According to the Intergovernmental Panel on Climate Change (IPCC), warming over land is occurring much faster than over the oceans.
The global greenhouse gas emission budget needed to prevent 1.5 degrees of warming on land has already been spent.
Now scientists from Stockholm University (Sweden) have calculated that the emission budget to prevent warming by two degrees over most of Europe during the summer half of the year has also been spent.
According to the authors, in the south of Europe, warming is further enhanced due to the fact that the climate is becoming drier, and evaporation is reduced.
What we are seeing now in Southern Europe is in line with the IPCC prediction that increased human impact on the greenhouse effect will cause arid regions on Earth to become even drier.
The burning of fossils provokes the release of both aerosol particles and greenhouse gases. Although their source is common, the impact on climate is different.

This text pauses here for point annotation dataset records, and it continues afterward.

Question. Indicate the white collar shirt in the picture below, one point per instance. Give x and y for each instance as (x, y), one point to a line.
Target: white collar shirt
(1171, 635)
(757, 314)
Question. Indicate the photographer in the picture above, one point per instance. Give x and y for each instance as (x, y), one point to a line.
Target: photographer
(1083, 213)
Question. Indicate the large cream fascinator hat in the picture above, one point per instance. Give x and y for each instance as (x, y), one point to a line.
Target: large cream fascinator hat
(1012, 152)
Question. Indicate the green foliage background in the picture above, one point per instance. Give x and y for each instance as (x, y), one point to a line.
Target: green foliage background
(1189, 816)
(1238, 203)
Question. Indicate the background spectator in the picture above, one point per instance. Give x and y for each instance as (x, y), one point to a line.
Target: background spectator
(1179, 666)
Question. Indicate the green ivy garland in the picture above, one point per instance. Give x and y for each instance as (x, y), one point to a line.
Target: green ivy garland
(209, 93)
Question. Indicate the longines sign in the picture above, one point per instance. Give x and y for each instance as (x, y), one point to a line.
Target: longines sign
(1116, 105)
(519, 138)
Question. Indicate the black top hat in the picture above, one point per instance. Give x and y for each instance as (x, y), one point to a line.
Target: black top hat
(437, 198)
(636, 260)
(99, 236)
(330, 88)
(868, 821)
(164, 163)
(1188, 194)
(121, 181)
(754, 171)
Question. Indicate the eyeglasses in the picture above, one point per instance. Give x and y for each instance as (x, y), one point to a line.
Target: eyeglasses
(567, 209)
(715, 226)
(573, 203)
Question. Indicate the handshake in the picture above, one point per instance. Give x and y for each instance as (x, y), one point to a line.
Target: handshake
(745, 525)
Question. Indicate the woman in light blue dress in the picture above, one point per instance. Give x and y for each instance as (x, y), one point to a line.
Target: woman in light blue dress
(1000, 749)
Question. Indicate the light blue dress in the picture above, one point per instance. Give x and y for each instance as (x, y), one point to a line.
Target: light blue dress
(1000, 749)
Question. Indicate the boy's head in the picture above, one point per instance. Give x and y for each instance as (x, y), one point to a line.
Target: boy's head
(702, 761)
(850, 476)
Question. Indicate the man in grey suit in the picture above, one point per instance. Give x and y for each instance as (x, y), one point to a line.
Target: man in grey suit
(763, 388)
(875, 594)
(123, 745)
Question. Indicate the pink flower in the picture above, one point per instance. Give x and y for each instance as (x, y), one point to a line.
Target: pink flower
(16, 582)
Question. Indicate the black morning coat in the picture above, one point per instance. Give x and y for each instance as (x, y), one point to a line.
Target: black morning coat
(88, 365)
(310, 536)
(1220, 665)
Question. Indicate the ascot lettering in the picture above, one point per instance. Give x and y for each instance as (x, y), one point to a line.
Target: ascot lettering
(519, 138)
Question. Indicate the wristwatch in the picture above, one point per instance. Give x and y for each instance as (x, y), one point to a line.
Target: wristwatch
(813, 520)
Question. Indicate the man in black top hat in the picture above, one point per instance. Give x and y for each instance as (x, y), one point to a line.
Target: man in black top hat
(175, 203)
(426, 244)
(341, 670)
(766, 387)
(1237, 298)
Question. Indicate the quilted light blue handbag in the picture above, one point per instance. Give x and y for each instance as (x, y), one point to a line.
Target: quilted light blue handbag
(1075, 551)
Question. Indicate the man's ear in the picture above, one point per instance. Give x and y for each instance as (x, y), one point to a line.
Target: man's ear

Therefore, scientists have also investigated the effects of aerosol particles.
Greenhouse gases effectively absorb infrared radiation, which leads to warming, in particular in the lower atmosphere.
In addition, greenhouse gases linger in the atmosphere for a long time, so they are evenly distributed throughout the planet.
In contrast, aerosol particles scatter some of the sunlight back into space, causing a cooling effect. However, their lifespan is only about a week, so they cool the climate locally in the short term.
The researchers say that the rapid warming in Central and Eastern Europe is primarily a consequence of long-lived greenhouse gas emissions, but the reduction in particulate emissions over the past four decades has also contributed to this.
The cumulative effect resulted in an extreme rise in temperature of more than two degrees.
Aerosol particles have long masked the warming in many regions caused by greenhouse gas emissions, as they cooled the climate for a short time and locally by an average of just over a degree.
As the concentration of aerosols in the atmosphere decreased, the temperature rose more rapidly.